Question:Okay.. everytime i turn my guitar amp on i keep getting this really loud crackling noise even when the volumes turned down and stuff. what is this crackling and how do i get rid of it?
Answers:
Electronically, this noise would have to be coming from a part of your amplifier circuit after the volume control, which is why the volume control has no effect. Either that or the volume control itself has a loose contact. You'd probably need some test equipment like an oscilloscope to be able to troubleshoot it. What you would need to do is put the scope probe on the amplifier output and trace backwards in the circuit while listening for the crackling on a speaker.
I would suspect either an intermittent connection, a capacitor that is breaking down, or if it is a tube amp, possibly one of the output tubes. It most likely has nothing to do with the wiring between the amp and the guitar.
There are four possible reasons for the crackling noise that you are getting.
The first is a grounding problem. Your guitar and amp should both have grounding wires built directly into the hardware that help to filter out any unwanted noise. If this is the case, turn the tone knobs down on your guitar, then turn on the amp. If it is a grounding problem, there will not be any crackling noises. To get this fixed, you can get guitar wiring books to teach you how, or you can simply take it to a guitar repairman.

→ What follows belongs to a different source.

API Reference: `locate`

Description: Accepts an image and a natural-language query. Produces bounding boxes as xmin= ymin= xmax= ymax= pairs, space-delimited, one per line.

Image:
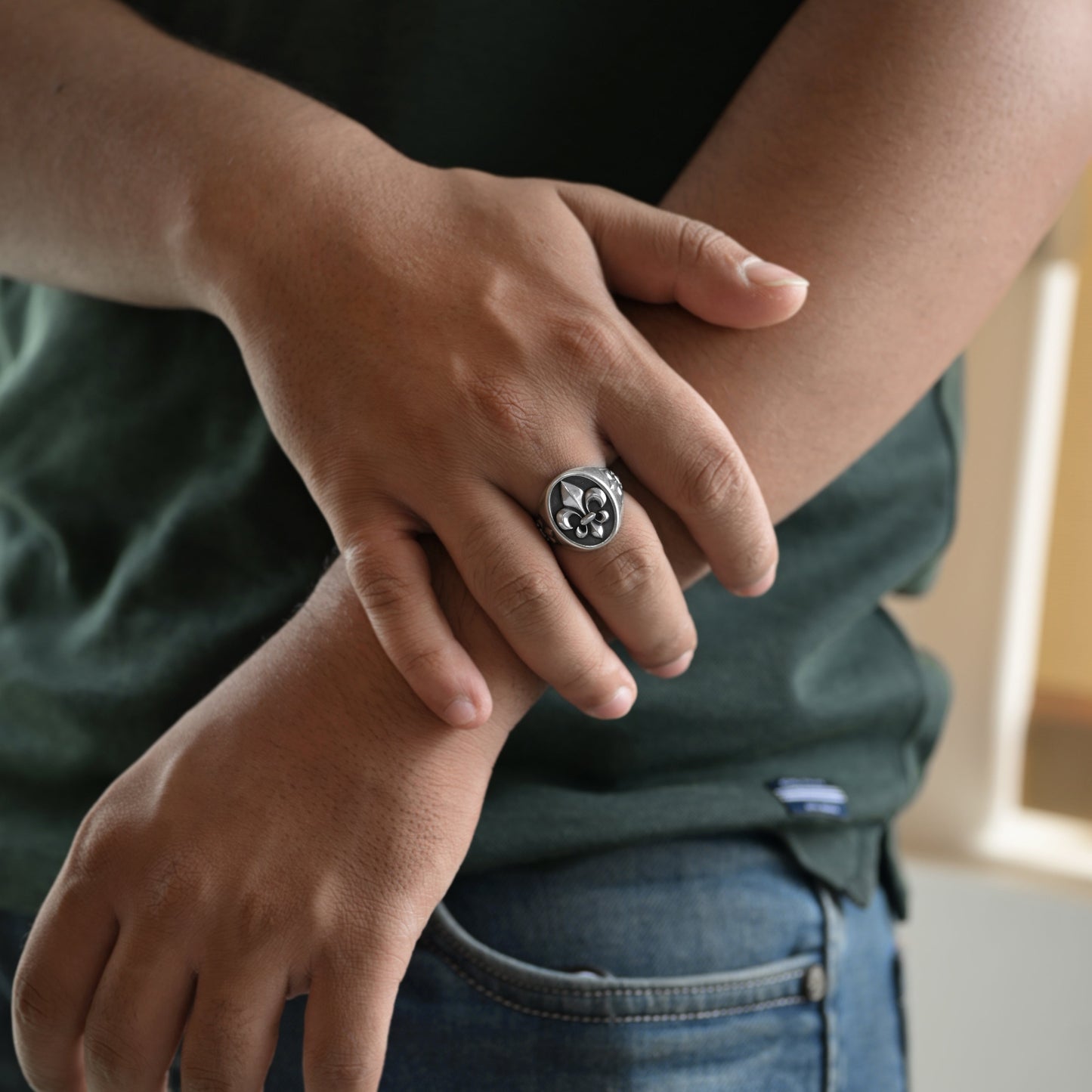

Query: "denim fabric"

xmin=0 ymin=835 xmax=906 ymax=1092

The second reason you might get those noises is if you have a tube amp. Tube amps have to warm up in order to perform the best. Turn on your amp for about 15 minutes, playing softly (don't use effects or a pre-amp) with clean tone. If the crackling doesn't clear up after that, then you have blown your speaker or overloaded a circuit.
The way that you might have overloaded the speaker or the circuit would be if you used
1 overly wound pickups or a humbucker
or 2 you hooked up effects pedals with the limit or the level set too high.
You could also have bad wiring which takes a long time to test as you will have to get a voltage meter and individually test each component (like resistors, capacitors, and all the actual wiring) and make sure that it is working and transmitting properly. Usually if this is the case, it is worth buying a new amp.
Good news though! Sometimes that crackling noise can come just from the "magnetization" of the speaker coil (this is the part that turns the electronic signal to the sound cone) and can be fixed simply by playing regularly.
I have played for many years and I am fully aware of almost everything that can go wrong. I have worked with amps ranging from a small cheap Peavy amp, to a double-stack Marshall with a high power tube driven head and an effects rack.
If you have a tube amp, check the tubes. If one is cracked, just replace it (they pop in and out like christmas lights).